預金金利0.3%では物価上昇に追いつかない
認定ファイナンシャルプランナー(CFP)の岩城みずほ氏は、「普通預金にお金を預けているだけでは、その価値は実質的に目減りしていく」と指摘する。物価が2%上昇しているのに預金金利が0.3%しか付かなければ、年1.7%分の購買力が失われる。100万円で買えるモノやサービスの量が確実に減っていくが、預金通帳の残高は変わらないため気づきにくいという。

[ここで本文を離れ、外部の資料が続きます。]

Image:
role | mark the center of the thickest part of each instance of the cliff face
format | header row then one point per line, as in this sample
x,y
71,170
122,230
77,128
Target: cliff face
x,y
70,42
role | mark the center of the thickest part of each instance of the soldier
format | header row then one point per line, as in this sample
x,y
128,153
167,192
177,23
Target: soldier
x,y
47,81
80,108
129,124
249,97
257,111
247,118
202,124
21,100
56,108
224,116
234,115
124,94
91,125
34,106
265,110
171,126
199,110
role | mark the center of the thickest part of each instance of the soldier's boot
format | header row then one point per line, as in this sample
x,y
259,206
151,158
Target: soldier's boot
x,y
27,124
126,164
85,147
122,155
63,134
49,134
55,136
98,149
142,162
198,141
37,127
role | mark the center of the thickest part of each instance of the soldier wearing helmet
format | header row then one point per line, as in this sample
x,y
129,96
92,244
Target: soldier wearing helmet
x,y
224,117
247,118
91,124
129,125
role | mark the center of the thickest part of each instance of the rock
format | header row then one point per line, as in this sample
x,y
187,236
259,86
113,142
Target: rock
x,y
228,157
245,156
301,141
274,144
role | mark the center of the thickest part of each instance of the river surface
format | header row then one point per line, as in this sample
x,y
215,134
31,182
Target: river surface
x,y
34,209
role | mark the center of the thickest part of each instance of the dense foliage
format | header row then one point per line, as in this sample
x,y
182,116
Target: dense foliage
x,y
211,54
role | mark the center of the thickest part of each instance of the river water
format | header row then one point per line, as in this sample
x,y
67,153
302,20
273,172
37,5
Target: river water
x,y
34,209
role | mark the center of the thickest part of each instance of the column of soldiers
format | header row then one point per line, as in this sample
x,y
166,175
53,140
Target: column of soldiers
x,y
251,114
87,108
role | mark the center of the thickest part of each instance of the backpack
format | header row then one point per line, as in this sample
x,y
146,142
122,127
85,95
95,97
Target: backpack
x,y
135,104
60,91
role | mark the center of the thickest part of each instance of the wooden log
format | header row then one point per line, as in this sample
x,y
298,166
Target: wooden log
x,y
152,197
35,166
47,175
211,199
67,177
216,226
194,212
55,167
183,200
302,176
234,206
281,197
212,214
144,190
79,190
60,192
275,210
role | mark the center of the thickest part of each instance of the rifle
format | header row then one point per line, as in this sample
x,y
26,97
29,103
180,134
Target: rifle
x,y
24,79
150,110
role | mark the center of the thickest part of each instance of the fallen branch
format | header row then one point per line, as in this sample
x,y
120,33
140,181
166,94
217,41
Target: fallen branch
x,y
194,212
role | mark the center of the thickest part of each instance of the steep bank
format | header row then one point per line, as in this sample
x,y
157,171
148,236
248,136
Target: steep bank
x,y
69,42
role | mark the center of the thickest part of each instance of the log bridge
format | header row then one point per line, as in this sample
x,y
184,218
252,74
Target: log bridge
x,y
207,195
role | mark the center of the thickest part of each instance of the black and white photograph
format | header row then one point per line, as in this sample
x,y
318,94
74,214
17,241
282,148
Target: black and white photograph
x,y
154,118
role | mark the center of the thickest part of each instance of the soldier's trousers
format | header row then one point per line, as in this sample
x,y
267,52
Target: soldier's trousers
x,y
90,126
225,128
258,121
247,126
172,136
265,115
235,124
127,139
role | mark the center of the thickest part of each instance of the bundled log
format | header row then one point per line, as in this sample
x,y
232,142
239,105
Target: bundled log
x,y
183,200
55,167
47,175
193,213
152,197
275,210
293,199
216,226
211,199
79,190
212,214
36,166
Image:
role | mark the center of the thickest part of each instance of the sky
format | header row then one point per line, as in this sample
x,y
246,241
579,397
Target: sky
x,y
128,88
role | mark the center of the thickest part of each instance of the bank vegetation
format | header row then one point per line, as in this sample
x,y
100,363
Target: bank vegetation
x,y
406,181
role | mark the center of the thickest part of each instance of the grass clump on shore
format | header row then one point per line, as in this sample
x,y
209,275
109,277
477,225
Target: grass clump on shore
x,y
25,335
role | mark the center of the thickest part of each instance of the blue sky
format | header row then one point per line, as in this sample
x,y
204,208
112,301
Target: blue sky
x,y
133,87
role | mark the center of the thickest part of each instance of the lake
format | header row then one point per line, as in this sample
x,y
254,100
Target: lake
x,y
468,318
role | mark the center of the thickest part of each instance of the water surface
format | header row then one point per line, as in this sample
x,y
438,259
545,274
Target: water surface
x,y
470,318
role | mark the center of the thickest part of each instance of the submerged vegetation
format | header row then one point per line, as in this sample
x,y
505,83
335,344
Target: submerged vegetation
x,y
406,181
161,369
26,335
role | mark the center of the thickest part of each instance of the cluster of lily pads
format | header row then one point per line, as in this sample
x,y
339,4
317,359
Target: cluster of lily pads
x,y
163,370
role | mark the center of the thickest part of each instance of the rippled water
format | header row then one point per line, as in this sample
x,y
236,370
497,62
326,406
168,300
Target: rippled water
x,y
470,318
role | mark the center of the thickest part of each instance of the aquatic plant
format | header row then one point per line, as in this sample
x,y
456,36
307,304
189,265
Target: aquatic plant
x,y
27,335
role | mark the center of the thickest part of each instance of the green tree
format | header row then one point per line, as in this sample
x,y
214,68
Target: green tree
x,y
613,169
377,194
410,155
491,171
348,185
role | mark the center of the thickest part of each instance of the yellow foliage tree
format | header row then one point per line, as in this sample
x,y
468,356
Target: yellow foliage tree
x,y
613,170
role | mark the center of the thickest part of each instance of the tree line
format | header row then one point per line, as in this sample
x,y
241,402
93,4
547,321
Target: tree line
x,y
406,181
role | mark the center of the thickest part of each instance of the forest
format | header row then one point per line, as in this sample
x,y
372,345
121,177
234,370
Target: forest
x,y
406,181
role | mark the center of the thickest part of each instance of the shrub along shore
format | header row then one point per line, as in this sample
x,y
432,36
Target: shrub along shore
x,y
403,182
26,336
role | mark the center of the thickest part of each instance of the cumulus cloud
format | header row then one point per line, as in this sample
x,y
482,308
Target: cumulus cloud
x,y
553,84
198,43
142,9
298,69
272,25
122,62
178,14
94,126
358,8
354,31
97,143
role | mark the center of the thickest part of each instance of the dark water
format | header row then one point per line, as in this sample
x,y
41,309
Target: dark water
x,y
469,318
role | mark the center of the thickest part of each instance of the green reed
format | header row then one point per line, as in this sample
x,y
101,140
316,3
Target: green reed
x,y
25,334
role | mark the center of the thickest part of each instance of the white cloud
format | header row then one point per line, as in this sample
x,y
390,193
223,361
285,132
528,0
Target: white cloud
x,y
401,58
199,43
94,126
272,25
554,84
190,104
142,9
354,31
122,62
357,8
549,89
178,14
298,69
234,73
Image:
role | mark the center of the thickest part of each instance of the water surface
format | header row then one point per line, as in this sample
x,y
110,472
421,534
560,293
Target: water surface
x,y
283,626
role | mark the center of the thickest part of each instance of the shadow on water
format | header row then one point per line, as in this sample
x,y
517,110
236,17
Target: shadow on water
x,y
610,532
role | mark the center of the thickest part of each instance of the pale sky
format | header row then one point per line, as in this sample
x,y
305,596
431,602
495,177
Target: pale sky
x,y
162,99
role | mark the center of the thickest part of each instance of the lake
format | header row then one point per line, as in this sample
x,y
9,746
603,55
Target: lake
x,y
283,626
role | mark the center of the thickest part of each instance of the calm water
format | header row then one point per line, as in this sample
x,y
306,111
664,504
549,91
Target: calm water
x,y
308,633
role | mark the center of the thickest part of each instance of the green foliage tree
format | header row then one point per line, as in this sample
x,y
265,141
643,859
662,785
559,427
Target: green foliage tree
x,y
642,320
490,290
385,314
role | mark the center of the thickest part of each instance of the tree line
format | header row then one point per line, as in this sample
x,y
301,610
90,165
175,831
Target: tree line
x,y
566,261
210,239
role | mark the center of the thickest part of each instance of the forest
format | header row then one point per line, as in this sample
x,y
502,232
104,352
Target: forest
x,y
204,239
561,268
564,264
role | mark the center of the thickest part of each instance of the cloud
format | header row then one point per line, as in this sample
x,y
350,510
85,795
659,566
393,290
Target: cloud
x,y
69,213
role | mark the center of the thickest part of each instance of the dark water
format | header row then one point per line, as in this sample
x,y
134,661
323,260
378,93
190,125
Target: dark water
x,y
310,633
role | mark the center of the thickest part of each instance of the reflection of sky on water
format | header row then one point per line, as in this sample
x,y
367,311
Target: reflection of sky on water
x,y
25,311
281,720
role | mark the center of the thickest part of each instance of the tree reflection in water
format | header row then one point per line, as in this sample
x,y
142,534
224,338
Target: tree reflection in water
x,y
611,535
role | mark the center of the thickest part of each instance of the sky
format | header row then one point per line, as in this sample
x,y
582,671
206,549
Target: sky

ここ数年、電気・ガス料金やガソリン代、米をはじめとする食料品、各種サービス料金が軒並み値上がりしている。国際情勢や農産物の凶作、人手不足など個別の理由はあるが、もはや一時的な値上がりではなく、構造的な流れになりつつある。
年1.7%の差が老後設計に響く
年1.7%という数字は小さく見えるが、10年、20年と積み重なれば老後の生活設計に大きく響く。岩城氏は、「現役世代のほとんどの人は社会人になってからインフレを経験したことがないため、イメージしにくいが、資産を見直す好機」と述べている。